When Hendra Sihaloho left for Wilmington, North Carolina from his home in Indonesia, his wife had recently given birth to their first daughter. With a newborn just 10 days old, Sihaloho packed up and left his family and his job at the LIPI Research Center for Oceanography in Jakarta, Indonesia to obtain his Ph.D. in marine biology. 

Though leaving home to go abroad after his daughter’s birth may have been hard, Sihaloho is no stranger to international travel and studying at foreign universities. After receiving his bachelor degree in fisheries from Bogor Agricultural University in 2006 in Bogor, Indonesia, he began his job at LIPI. In 2011, Sihaloho was awarded a VLIR-UOS scholarship from Flemish Inter University Council, a Belgian organization that seeks to create global university partnerships to find solutions to social challenges through education and research. With this scholarship, Sihaloho got his master’s degree in marine and lacustrine science and management, an inter-university program organized by three international academic institutions: Vrije Universiteit Brussel, University of Antwerp and Ghent University. 

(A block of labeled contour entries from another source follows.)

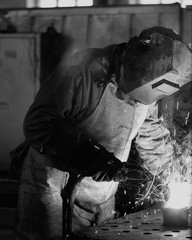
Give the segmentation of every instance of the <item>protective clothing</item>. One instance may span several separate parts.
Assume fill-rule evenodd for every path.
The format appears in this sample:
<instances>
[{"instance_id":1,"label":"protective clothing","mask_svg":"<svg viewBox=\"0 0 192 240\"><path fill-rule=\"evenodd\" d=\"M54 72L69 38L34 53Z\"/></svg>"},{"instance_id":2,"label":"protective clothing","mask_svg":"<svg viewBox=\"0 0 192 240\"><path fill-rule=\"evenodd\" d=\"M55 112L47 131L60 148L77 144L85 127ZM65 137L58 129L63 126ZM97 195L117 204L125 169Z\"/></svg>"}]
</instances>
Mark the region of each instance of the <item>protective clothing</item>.
<instances>
[{"instance_id":1,"label":"protective clothing","mask_svg":"<svg viewBox=\"0 0 192 240\"><path fill-rule=\"evenodd\" d=\"M73 53L39 90L24 120L30 147L20 178L18 236L61 239L61 195L67 195L67 183L79 173L83 178L75 188L73 232L114 218L118 182L127 173L130 177L133 167L126 163L133 140L152 174L161 174L169 164L172 145L169 131L158 118L158 105L136 102L119 91L128 45ZM82 136L102 146L106 160L102 162L100 151L101 157L91 150L91 156L85 157Z\"/></svg>"}]
</instances>

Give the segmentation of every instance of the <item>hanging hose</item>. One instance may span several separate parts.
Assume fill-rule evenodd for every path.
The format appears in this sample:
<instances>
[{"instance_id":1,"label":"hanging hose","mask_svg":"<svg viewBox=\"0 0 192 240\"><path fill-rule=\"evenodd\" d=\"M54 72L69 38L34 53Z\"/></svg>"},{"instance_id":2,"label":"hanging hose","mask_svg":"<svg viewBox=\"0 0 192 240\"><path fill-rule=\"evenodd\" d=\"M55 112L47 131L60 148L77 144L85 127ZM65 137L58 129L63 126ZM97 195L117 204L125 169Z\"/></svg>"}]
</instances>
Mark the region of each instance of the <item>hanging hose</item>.
<instances>
[{"instance_id":1,"label":"hanging hose","mask_svg":"<svg viewBox=\"0 0 192 240\"><path fill-rule=\"evenodd\" d=\"M70 239L73 235L73 207L78 186L83 175L73 175L69 178L65 190L62 192L63 199L63 240Z\"/></svg>"}]
</instances>

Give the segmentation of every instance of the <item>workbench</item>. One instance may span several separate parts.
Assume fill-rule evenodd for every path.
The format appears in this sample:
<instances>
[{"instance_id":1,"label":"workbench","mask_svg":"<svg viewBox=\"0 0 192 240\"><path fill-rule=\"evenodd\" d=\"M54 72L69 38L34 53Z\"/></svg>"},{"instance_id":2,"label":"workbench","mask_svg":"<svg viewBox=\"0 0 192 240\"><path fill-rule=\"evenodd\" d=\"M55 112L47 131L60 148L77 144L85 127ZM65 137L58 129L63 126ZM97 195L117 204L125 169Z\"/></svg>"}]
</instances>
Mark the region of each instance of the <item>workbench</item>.
<instances>
[{"instance_id":1,"label":"workbench","mask_svg":"<svg viewBox=\"0 0 192 240\"><path fill-rule=\"evenodd\" d=\"M92 240L187 240L192 239L190 227L163 226L161 206L128 214L86 229L82 237Z\"/></svg>"}]
</instances>

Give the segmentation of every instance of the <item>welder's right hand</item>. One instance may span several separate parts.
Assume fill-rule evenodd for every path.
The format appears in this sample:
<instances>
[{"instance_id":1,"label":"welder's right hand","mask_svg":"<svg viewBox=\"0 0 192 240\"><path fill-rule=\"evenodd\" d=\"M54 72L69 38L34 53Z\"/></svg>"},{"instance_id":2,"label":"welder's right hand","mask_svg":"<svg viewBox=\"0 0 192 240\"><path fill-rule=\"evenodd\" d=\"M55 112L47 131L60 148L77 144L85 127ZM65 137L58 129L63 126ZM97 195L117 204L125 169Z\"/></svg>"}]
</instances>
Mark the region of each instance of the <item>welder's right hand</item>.
<instances>
[{"instance_id":1,"label":"welder's right hand","mask_svg":"<svg viewBox=\"0 0 192 240\"><path fill-rule=\"evenodd\" d=\"M113 153L91 139L83 140L75 163L81 176L95 181L122 182L127 179L142 180L143 171L139 165L121 162Z\"/></svg>"},{"instance_id":2,"label":"welder's right hand","mask_svg":"<svg viewBox=\"0 0 192 240\"><path fill-rule=\"evenodd\" d=\"M141 181L143 179L143 171L138 165L121 162L115 157L112 160L91 167L86 172L86 175L91 176L95 181L124 182L128 179L132 181Z\"/></svg>"}]
</instances>

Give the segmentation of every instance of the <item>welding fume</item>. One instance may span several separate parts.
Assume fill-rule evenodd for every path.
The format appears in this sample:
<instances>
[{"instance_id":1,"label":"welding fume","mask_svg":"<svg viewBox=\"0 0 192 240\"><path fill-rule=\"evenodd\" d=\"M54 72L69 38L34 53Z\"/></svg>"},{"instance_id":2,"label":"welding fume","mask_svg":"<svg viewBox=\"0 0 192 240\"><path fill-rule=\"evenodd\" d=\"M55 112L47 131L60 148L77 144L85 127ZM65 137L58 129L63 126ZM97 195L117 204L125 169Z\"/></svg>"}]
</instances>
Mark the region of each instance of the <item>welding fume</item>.
<instances>
[{"instance_id":1,"label":"welding fume","mask_svg":"<svg viewBox=\"0 0 192 240\"><path fill-rule=\"evenodd\" d=\"M152 184L168 192L174 146L159 101L189 84L191 57L174 30L154 26L60 62L25 116L25 142L11 152L17 240L78 236L120 216L122 185L130 197L130 185L143 186L142 197Z\"/></svg>"}]
</instances>

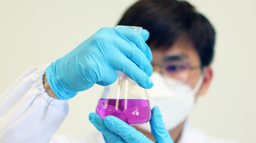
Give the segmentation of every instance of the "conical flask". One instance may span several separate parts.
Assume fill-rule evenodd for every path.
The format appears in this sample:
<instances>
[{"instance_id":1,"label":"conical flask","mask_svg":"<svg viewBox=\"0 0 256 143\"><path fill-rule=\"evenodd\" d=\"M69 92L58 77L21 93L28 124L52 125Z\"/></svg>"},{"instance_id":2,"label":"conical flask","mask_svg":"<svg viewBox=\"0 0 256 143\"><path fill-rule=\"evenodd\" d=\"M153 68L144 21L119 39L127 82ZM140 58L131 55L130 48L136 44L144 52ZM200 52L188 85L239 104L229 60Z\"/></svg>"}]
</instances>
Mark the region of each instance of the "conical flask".
<instances>
[{"instance_id":1,"label":"conical flask","mask_svg":"<svg viewBox=\"0 0 256 143\"><path fill-rule=\"evenodd\" d=\"M147 90L120 71L117 80L103 88L96 107L103 119L114 116L129 125L141 125L151 118Z\"/></svg>"}]
</instances>

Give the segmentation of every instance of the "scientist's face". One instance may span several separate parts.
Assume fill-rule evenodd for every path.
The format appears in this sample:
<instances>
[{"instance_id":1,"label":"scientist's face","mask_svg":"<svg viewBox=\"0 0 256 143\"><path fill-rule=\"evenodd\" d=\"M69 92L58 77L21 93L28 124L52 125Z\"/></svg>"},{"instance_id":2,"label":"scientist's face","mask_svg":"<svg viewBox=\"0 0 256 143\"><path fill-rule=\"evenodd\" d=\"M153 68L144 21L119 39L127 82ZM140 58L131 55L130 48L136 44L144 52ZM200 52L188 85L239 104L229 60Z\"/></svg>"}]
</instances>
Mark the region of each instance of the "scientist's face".
<instances>
[{"instance_id":1,"label":"scientist's face","mask_svg":"<svg viewBox=\"0 0 256 143\"><path fill-rule=\"evenodd\" d=\"M166 77L173 78L194 88L203 74L200 57L193 45L179 40L167 49L150 46L153 60L151 64L154 72L159 72ZM203 95L207 91L212 77L212 70L206 67L204 80L200 89L196 95Z\"/></svg>"}]
</instances>

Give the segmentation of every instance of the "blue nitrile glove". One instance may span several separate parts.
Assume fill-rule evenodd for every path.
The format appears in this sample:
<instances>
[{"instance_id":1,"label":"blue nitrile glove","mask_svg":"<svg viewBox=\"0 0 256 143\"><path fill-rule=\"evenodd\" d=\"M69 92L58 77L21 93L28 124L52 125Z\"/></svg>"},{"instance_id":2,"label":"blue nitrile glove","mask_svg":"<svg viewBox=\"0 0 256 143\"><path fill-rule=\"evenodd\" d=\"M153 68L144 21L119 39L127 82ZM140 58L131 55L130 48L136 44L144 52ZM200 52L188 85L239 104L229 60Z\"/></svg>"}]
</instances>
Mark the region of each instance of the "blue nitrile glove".
<instances>
[{"instance_id":1,"label":"blue nitrile glove","mask_svg":"<svg viewBox=\"0 0 256 143\"><path fill-rule=\"evenodd\" d=\"M153 83L151 52L145 42L147 30L141 34L126 27L103 27L45 70L50 87L59 99L69 99L95 83L103 86L117 78L115 70L123 72L144 88Z\"/></svg>"},{"instance_id":2,"label":"blue nitrile glove","mask_svg":"<svg viewBox=\"0 0 256 143\"><path fill-rule=\"evenodd\" d=\"M104 120L96 113L90 113L89 120L97 129L102 133L106 142L153 143L135 128L120 119L109 116ZM157 142L173 143L161 118L158 107L152 110L152 117L150 121L152 134Z\"/></svg>"}]
</instances>

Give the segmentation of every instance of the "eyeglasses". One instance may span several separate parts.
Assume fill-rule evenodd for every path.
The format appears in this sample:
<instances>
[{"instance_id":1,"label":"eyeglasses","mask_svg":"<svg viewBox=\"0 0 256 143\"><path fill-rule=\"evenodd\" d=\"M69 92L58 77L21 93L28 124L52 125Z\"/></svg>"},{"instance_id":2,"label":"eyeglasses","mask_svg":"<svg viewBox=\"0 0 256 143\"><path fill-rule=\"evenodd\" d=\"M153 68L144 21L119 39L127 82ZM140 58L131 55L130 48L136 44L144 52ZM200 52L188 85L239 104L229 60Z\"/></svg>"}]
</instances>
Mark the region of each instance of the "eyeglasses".
<instances>
[{"instance_id":1,"label":"eyeglasses","mask_svg":"<svg viewBox=\"0 0 256 143\"><path fill-rule=\"evenodd\" d=\"M181 55L164 58L161 64L151 63L153 66L160 67L160 72L164 76L187 82L191 70L201 69L201 66L191 67L185 57Z\"/></svg>"}]
</instances>

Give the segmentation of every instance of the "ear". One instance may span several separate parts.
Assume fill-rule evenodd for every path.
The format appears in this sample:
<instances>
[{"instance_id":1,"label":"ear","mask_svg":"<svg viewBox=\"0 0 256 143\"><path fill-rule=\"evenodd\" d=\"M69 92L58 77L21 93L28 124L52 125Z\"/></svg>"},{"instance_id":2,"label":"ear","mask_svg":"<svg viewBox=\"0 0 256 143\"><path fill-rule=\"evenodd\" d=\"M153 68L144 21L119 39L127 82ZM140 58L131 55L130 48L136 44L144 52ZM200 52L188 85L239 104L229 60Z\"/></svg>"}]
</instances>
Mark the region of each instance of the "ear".
<instances>
[{"instance_id":1,"label":"ear","mask_svg":"<svg viewBox=\"0 0 256 143\"><path fill-rule=\"evenodd\" d=\"M201 89L199 92L199 95L203 95L206 93L212 79L213 71L211 67L208 66L205 67L204 72L204 79Z\"/></svg>"}]
</instances>

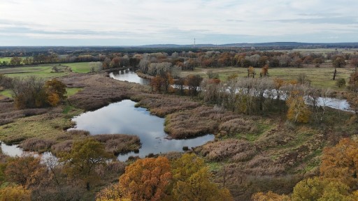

It was the prestigious Fulbright Scholarship that afforded Sihaloho the opportunity to go abroad again for his education. According to Sihaloho, many Indonesian students apply for Fulbright Scholarships, and he assumed his chances of acceptance were low. To his surprise, he secured the scholarship and began his first of four years at UNCW. 

Sihaloho enjoys working in the Integrated Molecular Ecology of Sponges and Ascidians (iMESA) lab within the Center for Marine Science because, he says, the facilities are more state-of-the art, allowing him to better do his work and focus on his studies. In his spare time, Sihaloho spends much of his time on Skype connecting with his wife and daughter. He is grateful for the UNCW faculty who have helped him on his journey. 

“All the UNCW staff I have met for study or administrative matters have helped me so much,” said Sihaloho. “My supervisors, assistant biology and marine biology professors, Susanna Lopez-Legentil and Patrick Erwin, are helping me to adapt to the lab work and this new, unfamiliar environment.”